14 Responses to “Buzz Worthy News: 29th July 2013”

  1. Fangs4Fantasy

    That picture really stresses just how bad racial diversity is in children’s fiction – and I doubt very much it changes across other axis of marginalisation or in other genres.
    I pictured Finnick as a MOC – but given how fandom reacted to Rue, I’m depressingly unsurprised

    Attacking reviews and yet more plagiarism – this plagiarism seems to be growing these days

    • KatKennedy

      Fangs4Fantasy I definitely hadn’t pegged Finnick as definitively caucasian, that’s for sure!
      As for the racial diversity.  I just want to huddle in a corner and rock back and forward.

  2. Read Books and Blog

    Flowers in the Attic being adapted again? TV movie this time? It was adapted back in the 80s with Kristy Swanson (movie Buffy) as the older sister. Can’t remember much of if it, accept that it was disturbing. And I haven’t read the book either.

    • KatKennedy

      Read Books and Blog I didn’t know it’d been adapted the first time!  But then, I’m not very well versed on it.  I haven’t read it yet.

    • KatKennedy

      AnimeGirlAlex Yeah, I kind of wish I were in the UK, just so I could get one!

  3. Kara_M
    Twitter:

    I have to talk to Dan about The Fight Club sequel as it’s one of his favorite books. I think he will hate this idea as well. BAH.
    Makes a note to read A Tale for the Time Being ASAP since I own it and it’s a Man Booker nominee.
    I am dramaed out too. That’s why I’ve been staying out of most of it these days. I have no time to be stressed out when I could be loving life. Don’t blame you at all there!

    • KatKennedy

      Yeah, I’m not happy about it. Fight Club was what it was. He’s only going to ruin the magic by trying to extend it.

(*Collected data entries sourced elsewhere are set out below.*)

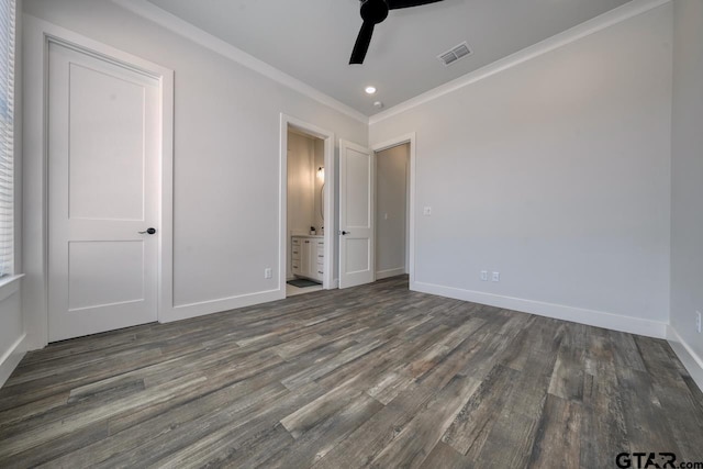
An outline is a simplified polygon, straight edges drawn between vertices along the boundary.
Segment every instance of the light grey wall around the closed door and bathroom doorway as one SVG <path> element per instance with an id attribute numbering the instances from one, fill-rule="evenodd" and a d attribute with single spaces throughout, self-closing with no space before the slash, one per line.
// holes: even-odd
<path id="1" fill-rule="evenodd" d="M 368 141 L 368 126 L 112 2 L 27 0 L 24 11 L 175 70 L 176 309 L 168 319 L 283 298 L 277 271 L 280 113 L 359 143 Z M 41 167 L 32 168 L 26 178 L 36 186 Z M 35 281 L 43 275 L 42 214 L 30 216 L 25 239 L 38 250 L 27 277 Z M 264 278 L 267 267 L 272 279 Z M 32 320 L 34 346 L 43 345 L 35 334 L 41 320 Z"/>

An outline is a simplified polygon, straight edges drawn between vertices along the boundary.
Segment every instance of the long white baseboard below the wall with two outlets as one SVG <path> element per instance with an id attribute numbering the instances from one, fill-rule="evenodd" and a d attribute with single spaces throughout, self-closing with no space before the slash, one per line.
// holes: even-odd
<path id="1" fill-rule="evenodd" d="M 520 311 L 523 313 L 536 314 L 538 316 L 570 321 L 589 326 L 604 327 L 613 331 L 645 335 L 648 337 L 666 338 L 667 336 L 667 324 L 658 321 L 623 316 L 620 314 L 604 313 L 602 311 L 567 306 L 563 304 L 502 297 L 481 291 L 464 290 L 417 281 L 411 282 L 410 289 L 423 293 L 454 298 L 455 300 L 471 301 L 473 303 L 488 304 L 489 306 L 501 308 L 504 310 Z"/>

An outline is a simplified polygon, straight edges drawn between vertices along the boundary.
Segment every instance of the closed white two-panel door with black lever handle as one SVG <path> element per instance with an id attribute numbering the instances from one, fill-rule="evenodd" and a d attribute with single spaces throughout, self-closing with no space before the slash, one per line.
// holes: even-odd
<path id="1" fill-rule="evenodd" d="M 49 44 L 49 342 L 157 319 L 159 90 Z"/>

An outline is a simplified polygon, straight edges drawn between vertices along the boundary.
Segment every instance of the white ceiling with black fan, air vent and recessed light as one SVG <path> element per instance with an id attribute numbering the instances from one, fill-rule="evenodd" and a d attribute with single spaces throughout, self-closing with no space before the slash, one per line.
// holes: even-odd
<path id="1" fill-rule="evenodd" d="M 372 115 L 628 0 L 444 0 L 393 10 L 364 65 L 348 65 L 359 0 L 149 0 L 332 98 Z M 467 41 L 449 67 L 436 56 Z M 378 92 L 364 92 L 373 85 Z"/>

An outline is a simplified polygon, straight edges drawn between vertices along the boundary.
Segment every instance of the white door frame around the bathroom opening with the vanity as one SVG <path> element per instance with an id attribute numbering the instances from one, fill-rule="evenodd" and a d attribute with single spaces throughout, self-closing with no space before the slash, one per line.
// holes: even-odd
<path id="1" fill-rule="evenodd" d="M 280 114 L 280 134 L 279 134 L 279 178 L 280 178 L 280 205 L 279 205 L 279 248 L 278 248 L 278 284 L 281 291 L 282 298 L 286 298 L 286 267 L 288 263 L 289 247 L 287 237 L 288 231 L 288 127 L 291 126 L 299 132 L 320 138 L 324 143 L 324 163 L 325 163 L 325 189 L 324 189 L 324 220 L 325 225 L 330 225 L 325 228 L 324 242 L 325 242 L 325 272 L 322 276 L 322 288 L 324 290 L 332 290 L 337 288 L 334 281 L 334 272 L 332 258 L 335 252 L 335 237 L 334 237 L 334 204 L 335 204 L 335 166 L 334 166 L 334 132 L 320 127 L 315 124 L 304 122 L 300 119 L 287 115 L 281 112 Z"/>

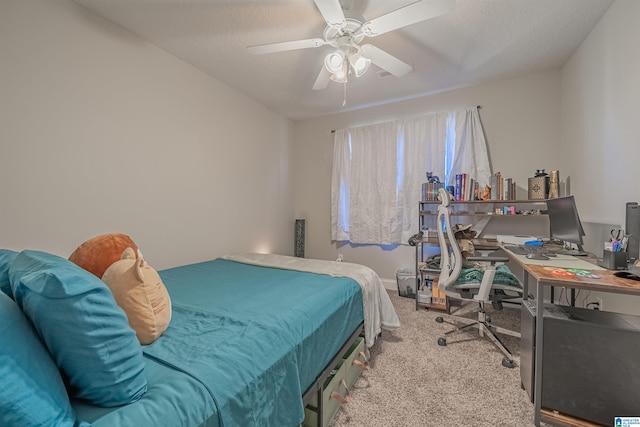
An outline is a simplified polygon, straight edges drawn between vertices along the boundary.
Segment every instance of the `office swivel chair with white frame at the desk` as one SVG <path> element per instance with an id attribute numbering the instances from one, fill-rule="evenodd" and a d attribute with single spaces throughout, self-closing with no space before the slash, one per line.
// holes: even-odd
<path id="1" fill-rule="evenodd" d="M 438 345 L 446 346 L 446 336 L 452 333 L 477 326 L 480 336 L 489 337 L 504 354 L 502 365 L 513 368 L 515 366 L 513 356 L 496 333 L 518 338 L 520 333 L 492 325 L 491 318 L 485 311 L 485 303 L 491 303 L 495 309 L 501 309 L 502 301 L 522 298 L 522 285 L 506 265 L 496 265 L 496 263 L 507 262 L 509 260 L 507 257 L 463 257 L 449 218 L 451 196 L 446 190 L 440 189 L 439 197 L 442 203 L 438 205 L 437 215 L 438 242 L 441 251 L 438 289 L 447 298 L 477 302 L 478 319 L 456 316 L 454 313 L 448 312 L 446 316 L 453 320 L 454 324 L 460 323 L 462 325 L 446 332 L 445 337 L 438 339 Z M 472 263 L 473 268 L 465 268 L 465 261 L 466 264 Z M 436 321 L 442 323 L 444 317 L 440 316 L 436 318 Z"/>

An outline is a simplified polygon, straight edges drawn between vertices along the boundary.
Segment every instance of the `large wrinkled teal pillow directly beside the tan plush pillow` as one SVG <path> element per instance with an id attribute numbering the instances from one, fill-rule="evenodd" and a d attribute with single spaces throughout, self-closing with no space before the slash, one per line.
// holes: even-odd
<path id="1" fill-rule="evenodd" d="M 73 396 L 98 406 L 135 402 L 147 390 L 142 348 L 107 285 L 56 255 L 20 252 L 11 289 Z"/>

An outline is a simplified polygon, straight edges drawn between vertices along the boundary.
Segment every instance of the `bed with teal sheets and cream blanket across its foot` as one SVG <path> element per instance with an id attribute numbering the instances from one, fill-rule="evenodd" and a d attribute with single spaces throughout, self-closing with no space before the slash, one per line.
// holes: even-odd
<path id="1" fill-rule="evenodd" d="M 173 315 L 142 347 L 146 392 L 111 408 L 72 399 L 78 420 L 297 426 L 357 337 L 370 347 L 382 329 L 399 326 L 378 276 L 356 264 L 238 254 L 159 274 Z"/>

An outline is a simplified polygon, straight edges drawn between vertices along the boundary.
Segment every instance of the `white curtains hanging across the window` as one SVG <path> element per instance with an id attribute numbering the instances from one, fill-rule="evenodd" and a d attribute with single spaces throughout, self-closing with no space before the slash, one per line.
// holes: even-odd
<path id="1" fill-rule="evenodd" d="M 331 238 L 401 244 L 417 232 L 426 172 L 445 182 L 468 173 L 489 183 L 491 170 L 477 108 L 433 113 L 335 133 Z"/>

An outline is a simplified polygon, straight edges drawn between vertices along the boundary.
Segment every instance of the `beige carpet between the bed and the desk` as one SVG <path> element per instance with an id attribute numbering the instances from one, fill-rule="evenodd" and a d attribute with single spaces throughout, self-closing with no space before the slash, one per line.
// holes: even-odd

  4. Christina @ Christina Reads YA

    America needs to catch onto the awesomeness of adding Jane Austen to money. Can we do the same to recognize our greatest authors?
    The children’s book graphic is one of the saddest things I’ve seen.
    The Catching Fire trailer gave me chills and omg. Why are people so stupid about the casting roles?  “So this total dickwad thinks it’s okay to take an actor that’s pale, with black hair and crazy eyes (okay, blue, but they’re still crazy eyes!) and turn that into Finnick.  But you can’t give Williams contacts and have him otherwise fit the bill perfectly.  That would just be weird according to the asshole.” Jesse Williams would have been ten thousand times better than Ian Somerhalder. Wtf.
    Oh and congrats on being in the top 1% on GR, Kat :).
    As always, thanks for letting me know about some of these links! Will be passing on as well :).

    • KatKennedy

      Whenever someone volunteers Somerhalder for some random roll, I always resist the urge to fall down and die from rage. He does what he does well, but fans nominate him for EVERYTHING!

  5. cynicalsapphire

    Chuck Palahniuk: I’m not sure how I feel about this. Actually, I’m fairly certain this is a bad idea, just like the Bridget Jones book that just got a cover. YOU’RE DONE, GUYS.
    Man Booker: I’ve actually read one of these. I’ll pretend I am cultured.
    Diversity: Should not be surprising. Also, this is depressing.
    JA: I really don’t care about faces on banknotes.
    GR: *stomps on 99%*
    Flowers in the Attic: This can only be good.
    Lol. I like how you didn’t even link to Steph’s post.

    • KatKennedy

      Why bother linking? We’re so over the drama! We just want to get on with our lives! Have you read Flowers in the Attic?

      • cynicalsapphire

        KatKennedy Nope. I haven’t read it. Though I did skim it once to see what the big deal was. It mostly seemed boring and not my thing. Sort of dialecty and the kids are really dumb. X_X

  6. Heartless_Lyn
    Twitter:

    I am holding my breath about Finnick – one of the best fictional characters to come along in a while.  I seriously cannot wait for November.